Using amortized analysis, we describe a node, u, as fragile if u's block does not contain b elements. So, u is either the last node, or contains b-1 or b+1 elements. Any node whose block contains b elements is rugged. We define the potential of a SpaceEfficientLinkedList as the number of fragile nodes it contains. As the analysis of remove(i) and gather(u) is identical, we can examine only the add(i,x) operation and its relation to the number of calls to spread(u).

Regard that, if Case 1 occurs during the add(i,x) method, then only one node, u_r, has the size of its block adjusted. So, at most one node goes from being rugged to fragile. If Case 2 occurs, then a new node is created, according to the above definition this node is fragile, however, no other node changes size so the number of fragile nodes increases by one. Hence, in either case the potential of the SpaceEfficientLinkedList increases by one.

Lastly, if Case 3 occurs, it is because u₀,...,u_b-1 are all fragile nodes. So, spread(u₀) is called and the b fragile nodes are replaced with b+1 rugged nodes. Finally, x is added to u₀'s block, and u₀ becomes fragile. The potential decreases by b-1.
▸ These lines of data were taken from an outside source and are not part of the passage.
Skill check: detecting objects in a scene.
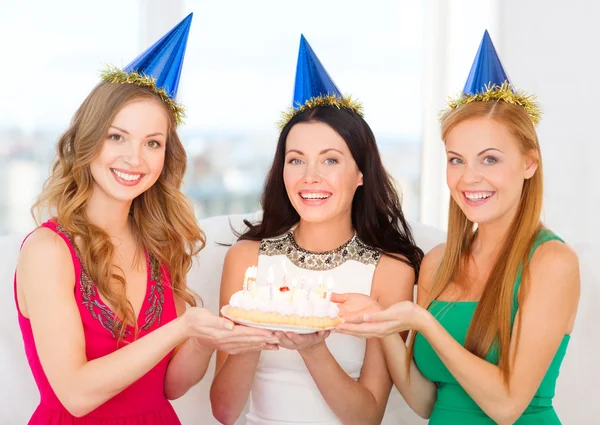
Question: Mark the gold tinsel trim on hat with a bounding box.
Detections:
[440,81,542,126]
[100,65,185,125]
[277,94,363,130]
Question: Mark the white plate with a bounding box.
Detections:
[221,305,335,335]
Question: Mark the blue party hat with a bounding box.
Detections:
[292,35,343,108]
[279,35,362,128]
[102,13,193,124]
[463,30,510,94]
[442,30,541,125]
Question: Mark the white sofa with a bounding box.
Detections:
[0,214,600,425]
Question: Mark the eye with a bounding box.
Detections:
[108,133,125,142]
[483,156,498,165]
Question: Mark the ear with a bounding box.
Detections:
[525,155,539,180]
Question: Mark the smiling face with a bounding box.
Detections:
[445,117,537,224]
[90,98,169,207]
[283,122,363,222]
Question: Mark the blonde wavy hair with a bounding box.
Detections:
[31,82,205,338]
[409,101,543,380]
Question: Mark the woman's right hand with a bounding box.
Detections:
[182,307,279,354]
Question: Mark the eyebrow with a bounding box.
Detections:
[285,148,344,155]
[111,125,164,137]
[446,148,504,156]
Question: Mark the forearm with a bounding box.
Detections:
[165,338,214,400]
[210,352,260,425]
[421,312,526,424]
[57,319,185,416]
[381,333,437,419]
[300,342,385,425]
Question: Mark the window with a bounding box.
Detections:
[0,0,426,234]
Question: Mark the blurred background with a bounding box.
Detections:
[0,0,600,247]
[0,0,600,425]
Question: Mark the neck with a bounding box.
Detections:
[85,188,131,240]
[472,204,517,256]
[294,216,354,252]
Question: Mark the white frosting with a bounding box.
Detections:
[229,286,339,318]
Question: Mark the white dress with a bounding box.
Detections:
[246,230,381,425]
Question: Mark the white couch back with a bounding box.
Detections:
[0,214,600,425]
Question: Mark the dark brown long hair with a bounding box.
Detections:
[239,106,423,276]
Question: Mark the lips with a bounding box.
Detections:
[110,168,145,186]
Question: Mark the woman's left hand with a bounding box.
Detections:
[274,331,329,354]
[335,301,426,338]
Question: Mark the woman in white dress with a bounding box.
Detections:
[211,38,423,425]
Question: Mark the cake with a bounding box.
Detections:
[224,266,340,330]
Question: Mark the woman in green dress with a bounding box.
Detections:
[334,31,580,425]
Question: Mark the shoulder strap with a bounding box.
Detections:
[512,227,565,312]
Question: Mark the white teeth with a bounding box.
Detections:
[465,192,494,201]
[111,168,142,182]
[300,193,331,199]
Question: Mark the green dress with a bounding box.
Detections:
[415,229,570,425]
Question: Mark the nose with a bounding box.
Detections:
[461,165,482,184]
[304,162,321,184]
[123,140,143,168]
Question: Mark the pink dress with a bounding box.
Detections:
[15,220,180,425]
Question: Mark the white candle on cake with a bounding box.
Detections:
[267,266,275,300]
[325,277,333,301]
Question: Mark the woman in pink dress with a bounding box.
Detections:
[14,15,275,425]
In summation, due to the list being empty, the potential starts at 0. Each time Case 1 or 2 occurs, the potential increases by 1 at most. Each time Case 3 occurs, the potential decreases by b-1. The potential is never less than 0. So, we can conclude that, for every occurence of Case 3 there are at least b-1 occurences of Case 1 or 2. Therefore, for every call to spread(u) there are at least b calls to add(i,x), completing the proof.

The folowing theorem summarizes the performance of the SpaceEfficientLinkedList data structure:

A SpaceEfficientLinkedList implements the List interface. Ignoring the cost of calls to spread(u) and gather(u), a SpaceEfficientLinkedList with block size b supports the operations

• get(i) and set(i,x) in O(1+min{i,n-i}/b) time per operation
• add(i,x) and remove(i) in O(b+min{i,n-i}/b) time per operation.
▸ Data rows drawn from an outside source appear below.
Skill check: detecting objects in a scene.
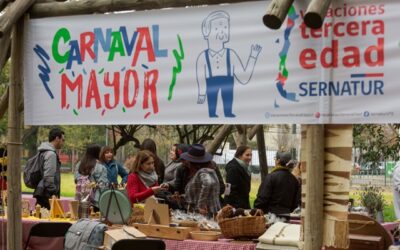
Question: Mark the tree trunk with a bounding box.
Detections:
[30,0,256,18]
[263,0,294,30]
[0,0,35,38]
[257,125,268,182]
[301,125,325,250]
[3,14,24,250]
[207,125,233,154]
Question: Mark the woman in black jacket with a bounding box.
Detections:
[224,146,252,209]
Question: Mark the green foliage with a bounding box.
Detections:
[353,124,400,170]
[359,185,386,214]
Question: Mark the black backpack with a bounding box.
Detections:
[24,150,49,189]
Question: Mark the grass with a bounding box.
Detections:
[21,173,75,197]
[21,173,396,221]
[250,178,397,221]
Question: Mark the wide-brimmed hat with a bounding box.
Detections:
[276,151,292,166]
[180,144,212,163]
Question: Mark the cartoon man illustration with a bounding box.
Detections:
[196,11,261,118]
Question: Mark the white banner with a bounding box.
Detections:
[24,0,400,125]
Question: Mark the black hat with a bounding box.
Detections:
[180,144,212,163]
[276,151,292,166]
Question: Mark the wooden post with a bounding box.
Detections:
[323,124,353,249]
[263,0,294,30]
[256,125,268,182]
[304,0,332,29]
[0,0,35,38]
[301,125,324,250]
[7,14,24,250]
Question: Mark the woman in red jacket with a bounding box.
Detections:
[126,150,165,203]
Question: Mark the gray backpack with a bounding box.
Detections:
[64,219,107,250]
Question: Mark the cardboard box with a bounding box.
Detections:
[132,223,200,240]
[103,226,146,250]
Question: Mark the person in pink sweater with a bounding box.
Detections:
[126,150,165,203]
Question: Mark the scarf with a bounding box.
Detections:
[137,170,158,187]
[235,157,251,176]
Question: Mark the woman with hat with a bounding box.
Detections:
[181,144,221,216]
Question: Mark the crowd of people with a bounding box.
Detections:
[34,128,301,220]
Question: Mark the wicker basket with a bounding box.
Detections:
[218,216,267,239]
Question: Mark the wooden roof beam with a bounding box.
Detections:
[263,0,294,30]
[304,0,332,29]
[0,0,35,38]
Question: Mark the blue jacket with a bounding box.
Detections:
[104,160,128,183]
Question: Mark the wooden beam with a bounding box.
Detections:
[7,14,24,250]
[304,0,332,29]
[206,125,233,154]
[0,0,35,38]
[0,87,9,119]
[263,0,294,30]
[0,33,11,72]
[247,125,263,140]
[301,125,325,250]
[30,0,251,18]
[256,125,268,182]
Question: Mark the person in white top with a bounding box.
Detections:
[196,11,261,118]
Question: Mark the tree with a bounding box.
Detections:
[353,124,400,170]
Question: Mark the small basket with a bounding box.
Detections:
[218,216,267,239]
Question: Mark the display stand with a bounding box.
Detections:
[99,186,131,224]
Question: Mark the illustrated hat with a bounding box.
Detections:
[180,144,212,163]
Additionally, starting with an empty SpaceEfficientLinkedList, any sequence of m add(i,x) and remove(i) operations result in a total of O(bm) time spent during all calls to spread(u) and gather(u).

The space, measured in words, used by a SpaceEfficientLinkedList that stores n elements is n+O(b+n/b).

The SpaceEfficientLinkedList is a trade-off between an ArrayList and a DoublyLinkedList wherein the relative mix of the two structures is dependent on the block size, b. At one end b=2, each SpaceEfficientLinkedList node stores at most 3 values, which is not disimilar to a DoublyLinkedList. At the other end, b>n, all the elements are stored in a single array, like an ArrayList. In between these ends lies a trade-off between the time it takes to add or remove a list item and the time it takes to locate a particular list item.